La lluvia golpeaba el techo del viejo almacén como si el cielo intentara advertirle. John ajustaba la última trampa con precisión quirúrgica. Sería la última. Lo prometió en silencio cuando vio la prueba de embarazo sobre el lavabo. Su esposa —su luz— esperaba un hijo suyo.
Una nueva vida… una nueva oportunidad.
—Solo uno más —murmuró.
Pero cometió un error.
El sujeto escapó. Herido, trastornado, pero vivo. John observó las cámaras con una mezcla de rabia y resignación. “Él no entendió. No aprendió.”

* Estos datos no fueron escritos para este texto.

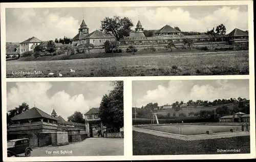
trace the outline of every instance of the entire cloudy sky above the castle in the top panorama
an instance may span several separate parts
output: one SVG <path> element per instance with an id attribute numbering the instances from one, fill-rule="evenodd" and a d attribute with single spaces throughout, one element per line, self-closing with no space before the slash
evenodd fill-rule
<path id="1" fill-rule="evenodd" d="M 139 19 L 145 30 L 170 25 L 182 31 L 206 32 L 220 24 L 227 33 L 234 28 L 248 30 L 247 6 L 7 8 L 6 41 L 22 42 L 33 36 L 43 41 L 73 38 L 82 18 L 93 32 L 100 29 L 101 20 L 114 15 L 131 18 L 133 29 Z"/>

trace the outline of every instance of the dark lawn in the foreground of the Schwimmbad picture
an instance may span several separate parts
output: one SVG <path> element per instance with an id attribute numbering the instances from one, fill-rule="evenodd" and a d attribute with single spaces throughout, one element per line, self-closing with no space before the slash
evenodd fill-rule
<path id="1" fill-rule="evenodd" d="M 133 131 L 133 155 L 223 154 L 218 149 L 250 153 L 250 136 L 182 141 Z"/>

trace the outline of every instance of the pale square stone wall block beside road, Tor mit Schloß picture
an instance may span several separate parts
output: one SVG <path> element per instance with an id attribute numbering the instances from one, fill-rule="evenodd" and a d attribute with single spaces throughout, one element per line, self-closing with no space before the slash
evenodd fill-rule
<path id="1" fill-rule="evenodd" d="M 52 133 L 52 146 L 68 145 L 68 132 L 54 132 Z"/>

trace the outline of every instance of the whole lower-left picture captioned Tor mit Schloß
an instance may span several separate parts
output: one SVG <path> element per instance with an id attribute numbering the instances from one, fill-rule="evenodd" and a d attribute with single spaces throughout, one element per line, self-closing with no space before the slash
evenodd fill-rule
<path id="1" fill-rule="evenodd" d="M 121 156 L 123 81 L 7 82 L 7 157 Z"/>

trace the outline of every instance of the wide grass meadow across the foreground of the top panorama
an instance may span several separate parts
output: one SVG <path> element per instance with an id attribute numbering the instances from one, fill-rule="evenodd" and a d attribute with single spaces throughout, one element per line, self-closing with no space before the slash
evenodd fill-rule
<path id="1" fill-rule="evenodd" d="M 179 76 L 249 74 L 248 51 L 148 54 L 54 61 L 8 61 L 7 77 Z M 70 72 L 70 68 L 75 73 Z M 12 72 L 41 71 L 41 75 L 13 75 Z M 51 76 L 58 77 L 58 75 Z"/>

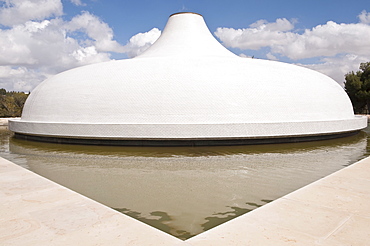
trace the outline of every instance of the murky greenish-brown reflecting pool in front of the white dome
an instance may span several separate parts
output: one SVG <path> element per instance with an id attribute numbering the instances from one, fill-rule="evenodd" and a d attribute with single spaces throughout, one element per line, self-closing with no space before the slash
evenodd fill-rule
<path id="1" fill-rule="evenodd" d="M 112 147 L 18 140 L 3 128 L 0 155 L 186 239 L 364 158 L 368 131 L 295 144 Z"/>

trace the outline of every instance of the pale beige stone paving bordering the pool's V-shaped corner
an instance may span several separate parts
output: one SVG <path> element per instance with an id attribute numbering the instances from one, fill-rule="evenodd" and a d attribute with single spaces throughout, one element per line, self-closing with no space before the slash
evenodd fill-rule
<path id="1" fill-rule="evenodd" d="M 370 157 L 177 239 L 0 158 L 0 245 L 369 245 Z"/>

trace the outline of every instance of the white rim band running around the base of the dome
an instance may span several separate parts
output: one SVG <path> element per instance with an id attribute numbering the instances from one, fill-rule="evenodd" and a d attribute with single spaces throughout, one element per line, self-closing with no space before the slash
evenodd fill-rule
<path id="1" fill-rule="evenodd" d="M 365 119 L 365 120 L 364 120 Z M 83 124 L 13 120 L 18 133 L 108 139 L 248 139 L 347 132 L 366 127 L 366 116 L 352 120 L 239 124 Z"/>

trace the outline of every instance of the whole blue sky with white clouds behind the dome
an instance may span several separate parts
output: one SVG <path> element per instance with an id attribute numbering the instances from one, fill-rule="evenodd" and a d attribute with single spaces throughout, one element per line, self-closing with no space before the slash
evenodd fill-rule
<path id="1" fill-rule="evenodd" d="M 0 87 L 32 91 L 66 69 L 134 57 L 158 38 L 169 15 L 182 11 L 202 14 L 237 55 L 306 66 L 341 84 L 346 72 L 370 61 L 369 6 L 365 0 L 0 0 Z"/>

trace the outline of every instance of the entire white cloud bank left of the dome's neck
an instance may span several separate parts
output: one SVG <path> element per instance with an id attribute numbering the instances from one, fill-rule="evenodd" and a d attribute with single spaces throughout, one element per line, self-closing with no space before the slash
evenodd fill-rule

Pasaron los días. Su esposa, radiante, preparaba la habitación del bebé. Pintaba las paredes con colores suaves, hablaba con ternura de nombres y futuros. John sonreía, pero su mente no dormía.
Hasta que una noche, mientras él volvía con una caja de herramientas, la vio en la sala... sirviendo té a un hombre.
—¡Amor! Mira quién vino de sorpresa. Mi hermano adoptivo… ¡Vino de visita después de tanto tiempo ! —dijo ella con los ojos llenos de emoción.
John se congeló.
El hombre levantó la mirada. Una cicatriz le cruzaba el rostro. Y sus ojos... sus ojos eran fuego contenido.
—John —dijo con una voz calmada, venenosa—. Qué mundo tan pequeño.
John sonrió con frialdad. El peligro era claro. Pero ella… ella solo veía una reunión familiar.
—¿Se conocieron antes? —preguntó ella, inocente, con una mano sobre su vientre redondo.
John y el hombre se miraron. Una guerra silente temblaba bajo la superficie.
—Digamos que nuestros caminos se cruzaron —respondió John.
Ninguno habló más esa noche. Solo ella reía, ajena al abismo entre los dos hombres.